Tax Collections Outstrip Forecast
July 9, 2012 New Zealand Taxation
The government could see its tax revenues for 2012 exceed forecasts, as collections for the first 11 months of the year remain above target.
On June 11th the Treasury of New Zealand released the Tax Outturn Data for the 11 month ending in May 2012, showing the preliminary information on the government’s tax collections for the period.
The data in the report indicated that it may be possible for New Zealand to exceed its target for corporate tax collections for the year, due to unexpectedly buoyant collections of taxes from Portfolio Investment Entities (PIE).
According to the report, total unconsolidated tax revenues for the time period reached NZD 425 million, which is approximately 0.8 percent higher than forecasted by the government and nearly 5 percent higher than during the same period last year.
Corporate taxes showed the largest rise in collections, exceeding forecasts by 5.1 percent.
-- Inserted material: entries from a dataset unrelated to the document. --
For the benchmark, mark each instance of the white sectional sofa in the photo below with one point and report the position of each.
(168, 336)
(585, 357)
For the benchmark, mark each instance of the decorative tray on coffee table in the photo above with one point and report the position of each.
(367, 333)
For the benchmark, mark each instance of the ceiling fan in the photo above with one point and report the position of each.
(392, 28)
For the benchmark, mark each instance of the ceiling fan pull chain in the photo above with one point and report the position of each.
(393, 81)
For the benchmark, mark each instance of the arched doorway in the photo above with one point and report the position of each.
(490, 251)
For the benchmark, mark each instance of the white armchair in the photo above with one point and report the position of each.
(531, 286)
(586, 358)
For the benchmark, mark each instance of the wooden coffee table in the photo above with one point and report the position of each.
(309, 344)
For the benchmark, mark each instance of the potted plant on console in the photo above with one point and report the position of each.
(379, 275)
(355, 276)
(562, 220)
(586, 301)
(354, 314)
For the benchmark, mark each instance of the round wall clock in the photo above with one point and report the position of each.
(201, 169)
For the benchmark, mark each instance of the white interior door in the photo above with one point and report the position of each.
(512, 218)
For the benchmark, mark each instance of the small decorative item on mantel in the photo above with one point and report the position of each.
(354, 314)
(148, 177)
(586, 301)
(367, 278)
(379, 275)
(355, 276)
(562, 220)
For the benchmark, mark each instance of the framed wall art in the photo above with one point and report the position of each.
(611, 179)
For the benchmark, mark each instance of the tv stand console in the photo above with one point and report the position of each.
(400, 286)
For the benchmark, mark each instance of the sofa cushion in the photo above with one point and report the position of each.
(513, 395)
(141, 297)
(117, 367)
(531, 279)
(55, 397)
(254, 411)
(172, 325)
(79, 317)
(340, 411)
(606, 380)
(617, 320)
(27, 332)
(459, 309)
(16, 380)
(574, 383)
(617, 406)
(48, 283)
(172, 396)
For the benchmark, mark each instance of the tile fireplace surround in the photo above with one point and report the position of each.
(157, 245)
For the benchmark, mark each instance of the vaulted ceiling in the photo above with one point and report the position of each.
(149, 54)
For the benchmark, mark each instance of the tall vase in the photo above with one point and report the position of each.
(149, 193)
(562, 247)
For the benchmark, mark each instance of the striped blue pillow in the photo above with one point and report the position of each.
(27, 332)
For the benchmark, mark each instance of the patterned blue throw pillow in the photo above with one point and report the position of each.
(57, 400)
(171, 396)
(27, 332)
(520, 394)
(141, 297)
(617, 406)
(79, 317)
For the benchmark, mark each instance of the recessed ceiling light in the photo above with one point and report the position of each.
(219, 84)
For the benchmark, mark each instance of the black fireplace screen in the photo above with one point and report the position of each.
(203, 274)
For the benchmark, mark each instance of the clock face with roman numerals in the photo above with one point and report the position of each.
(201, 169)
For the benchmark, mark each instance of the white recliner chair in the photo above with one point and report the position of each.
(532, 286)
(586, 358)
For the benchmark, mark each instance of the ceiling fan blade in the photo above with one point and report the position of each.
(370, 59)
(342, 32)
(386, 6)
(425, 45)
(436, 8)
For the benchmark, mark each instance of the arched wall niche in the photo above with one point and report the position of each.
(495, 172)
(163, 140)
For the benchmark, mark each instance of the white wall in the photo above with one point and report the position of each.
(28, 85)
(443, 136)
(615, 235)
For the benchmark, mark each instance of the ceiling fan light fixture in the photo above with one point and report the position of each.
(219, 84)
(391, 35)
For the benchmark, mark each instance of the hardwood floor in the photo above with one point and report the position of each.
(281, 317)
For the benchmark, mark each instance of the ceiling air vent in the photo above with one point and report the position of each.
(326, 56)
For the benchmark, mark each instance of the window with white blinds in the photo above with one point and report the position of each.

Revenues from the collection of taxes from Portfolio Investment Entities showed the most significant jump, and surpassed estimates by NZD 200 million.
Revenues from Goods and Service Taxes were NZD 192 billion above the government’s own forecasts, and were attributed to growing consumption levels amongst private consumers.
The report also showed that Core Crown expenditures for the time period were NZD 431 million below forecasts.
Tax experts have already suggested that the higher than expected revenue levels mean that the government could see tax collections for the 2012 year exceed previous expectations.